Book review: Deep Learning by Goodfellow, Bengio and Courville

By | January 5, 2017

Deep Learning MIT bookThe big success story this past year (several decades in the making, though) was deep learning, a machine learning method that has allowed researchers and practitioners to tackle with success some of the hardest problems in AI. Only problem is that for newcomers to the field no canonical reference for deep learning exists. Until now, that is. Deep Learning is a new book, part of MIT’s The Adaptive Computation and Machine Learning series and written by deep learning specialists I. Goodfellow, Y. Bengio and A. Courville, that fills this gap with much success.

It is the first book to cover the field of deep learning in depth while at the same time remaining accessible to those being introduced to the subject for the first time.

The book is actually partitioned into 3 parts.

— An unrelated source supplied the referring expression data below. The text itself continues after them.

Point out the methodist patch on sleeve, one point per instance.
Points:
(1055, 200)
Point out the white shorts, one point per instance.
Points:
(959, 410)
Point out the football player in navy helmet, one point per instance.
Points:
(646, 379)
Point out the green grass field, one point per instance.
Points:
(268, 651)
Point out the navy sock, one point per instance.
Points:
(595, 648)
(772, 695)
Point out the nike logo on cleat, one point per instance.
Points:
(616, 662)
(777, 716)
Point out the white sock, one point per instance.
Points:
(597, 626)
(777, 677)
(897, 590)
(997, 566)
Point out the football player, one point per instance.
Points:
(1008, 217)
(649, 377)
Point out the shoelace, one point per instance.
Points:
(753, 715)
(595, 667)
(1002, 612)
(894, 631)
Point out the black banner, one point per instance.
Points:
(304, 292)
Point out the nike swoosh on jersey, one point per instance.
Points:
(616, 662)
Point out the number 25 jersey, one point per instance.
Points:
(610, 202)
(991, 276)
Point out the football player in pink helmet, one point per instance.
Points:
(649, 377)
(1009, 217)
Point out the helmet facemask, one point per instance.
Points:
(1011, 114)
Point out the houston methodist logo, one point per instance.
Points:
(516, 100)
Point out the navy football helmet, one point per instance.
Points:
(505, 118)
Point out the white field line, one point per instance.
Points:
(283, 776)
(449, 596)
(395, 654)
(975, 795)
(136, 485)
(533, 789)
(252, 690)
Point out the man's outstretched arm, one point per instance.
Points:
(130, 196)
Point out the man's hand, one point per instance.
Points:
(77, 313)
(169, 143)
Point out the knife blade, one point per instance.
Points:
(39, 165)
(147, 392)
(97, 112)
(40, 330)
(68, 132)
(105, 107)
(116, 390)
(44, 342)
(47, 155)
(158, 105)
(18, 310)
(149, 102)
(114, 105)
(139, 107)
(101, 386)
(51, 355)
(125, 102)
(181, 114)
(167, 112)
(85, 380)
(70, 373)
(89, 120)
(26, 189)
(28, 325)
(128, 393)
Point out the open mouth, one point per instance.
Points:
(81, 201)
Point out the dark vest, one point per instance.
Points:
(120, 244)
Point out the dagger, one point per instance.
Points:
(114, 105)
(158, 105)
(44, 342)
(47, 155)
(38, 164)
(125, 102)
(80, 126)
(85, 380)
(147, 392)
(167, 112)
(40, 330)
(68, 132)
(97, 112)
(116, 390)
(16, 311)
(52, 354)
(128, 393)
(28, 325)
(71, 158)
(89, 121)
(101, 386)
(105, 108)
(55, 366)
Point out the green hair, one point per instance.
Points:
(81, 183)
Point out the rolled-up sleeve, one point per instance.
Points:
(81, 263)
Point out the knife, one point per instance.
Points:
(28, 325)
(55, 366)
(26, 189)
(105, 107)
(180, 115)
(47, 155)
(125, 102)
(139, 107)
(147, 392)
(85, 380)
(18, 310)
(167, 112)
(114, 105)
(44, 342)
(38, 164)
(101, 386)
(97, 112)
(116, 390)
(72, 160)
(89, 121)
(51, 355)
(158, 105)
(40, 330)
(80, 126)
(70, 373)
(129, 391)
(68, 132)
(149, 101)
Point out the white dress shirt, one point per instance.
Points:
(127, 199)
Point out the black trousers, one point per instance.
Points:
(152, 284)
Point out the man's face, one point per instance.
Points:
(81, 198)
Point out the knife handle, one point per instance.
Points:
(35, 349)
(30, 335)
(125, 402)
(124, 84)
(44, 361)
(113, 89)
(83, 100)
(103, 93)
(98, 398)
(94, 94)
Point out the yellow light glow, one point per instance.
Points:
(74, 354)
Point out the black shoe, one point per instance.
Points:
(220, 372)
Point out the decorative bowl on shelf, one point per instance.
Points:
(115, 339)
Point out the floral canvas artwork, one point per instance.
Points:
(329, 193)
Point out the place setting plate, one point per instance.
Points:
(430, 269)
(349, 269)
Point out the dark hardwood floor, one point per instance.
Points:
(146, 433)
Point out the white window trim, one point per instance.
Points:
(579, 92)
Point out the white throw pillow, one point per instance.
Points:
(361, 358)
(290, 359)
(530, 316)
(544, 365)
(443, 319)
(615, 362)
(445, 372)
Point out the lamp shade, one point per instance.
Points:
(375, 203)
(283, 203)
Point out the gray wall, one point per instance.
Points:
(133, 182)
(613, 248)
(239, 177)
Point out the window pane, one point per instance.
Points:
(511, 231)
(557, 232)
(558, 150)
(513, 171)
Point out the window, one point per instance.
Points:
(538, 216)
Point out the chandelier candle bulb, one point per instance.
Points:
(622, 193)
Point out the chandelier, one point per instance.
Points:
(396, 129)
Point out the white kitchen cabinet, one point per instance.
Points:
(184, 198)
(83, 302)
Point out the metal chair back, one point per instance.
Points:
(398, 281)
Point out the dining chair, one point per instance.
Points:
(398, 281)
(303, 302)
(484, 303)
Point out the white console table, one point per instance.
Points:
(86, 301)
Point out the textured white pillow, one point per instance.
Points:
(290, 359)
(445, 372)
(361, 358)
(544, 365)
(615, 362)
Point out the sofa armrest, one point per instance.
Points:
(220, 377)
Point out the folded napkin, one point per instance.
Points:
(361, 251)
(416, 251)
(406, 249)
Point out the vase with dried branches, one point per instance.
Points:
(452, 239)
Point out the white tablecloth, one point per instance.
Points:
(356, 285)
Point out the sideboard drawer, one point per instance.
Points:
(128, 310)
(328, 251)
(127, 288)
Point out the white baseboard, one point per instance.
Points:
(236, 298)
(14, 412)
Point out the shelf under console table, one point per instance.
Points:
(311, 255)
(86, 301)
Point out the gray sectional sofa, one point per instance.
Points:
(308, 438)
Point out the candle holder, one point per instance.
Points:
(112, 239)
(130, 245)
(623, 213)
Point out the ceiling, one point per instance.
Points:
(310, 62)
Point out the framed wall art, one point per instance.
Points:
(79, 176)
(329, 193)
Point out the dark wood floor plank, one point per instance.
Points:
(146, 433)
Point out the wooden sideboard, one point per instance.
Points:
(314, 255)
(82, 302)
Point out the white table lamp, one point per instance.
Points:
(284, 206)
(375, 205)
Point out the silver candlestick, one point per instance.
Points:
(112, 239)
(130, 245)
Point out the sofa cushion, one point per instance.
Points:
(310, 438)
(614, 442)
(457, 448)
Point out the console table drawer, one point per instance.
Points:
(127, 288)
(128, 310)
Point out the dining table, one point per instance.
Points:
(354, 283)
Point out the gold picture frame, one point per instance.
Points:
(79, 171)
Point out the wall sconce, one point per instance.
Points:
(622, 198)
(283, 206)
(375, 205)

The first part covers applied math and machine learning basics for those who are new to machine learning but also for those who need a refresher. The reader receives a basic but good introduction to linear algebra, probability theory, optimization (mostly gradient descent since it is the dominant optimization algorithm in deep learning), and an short tour of machine learning concepts. Note that the machine learning chapter covers all machine learning algorithms and related concepts not just those relating to deep learning. It adequately surveys a (very) large research field explaining the most basic concepts one needs to build machines that can learn from data. It includes discussions on overfitting, underfitting, and machine learning algorithm capacity. Building on these basic concepts, the chapter motivates the need for deep learning as an effort to address some of the shortcomings of traditional machine learning algorithms.. It is an important chapter because it provides context for deep learning in the grander machine learning field. If you already are familiar with machine learning concepts, I still recommend that you spend the time to read this chapter.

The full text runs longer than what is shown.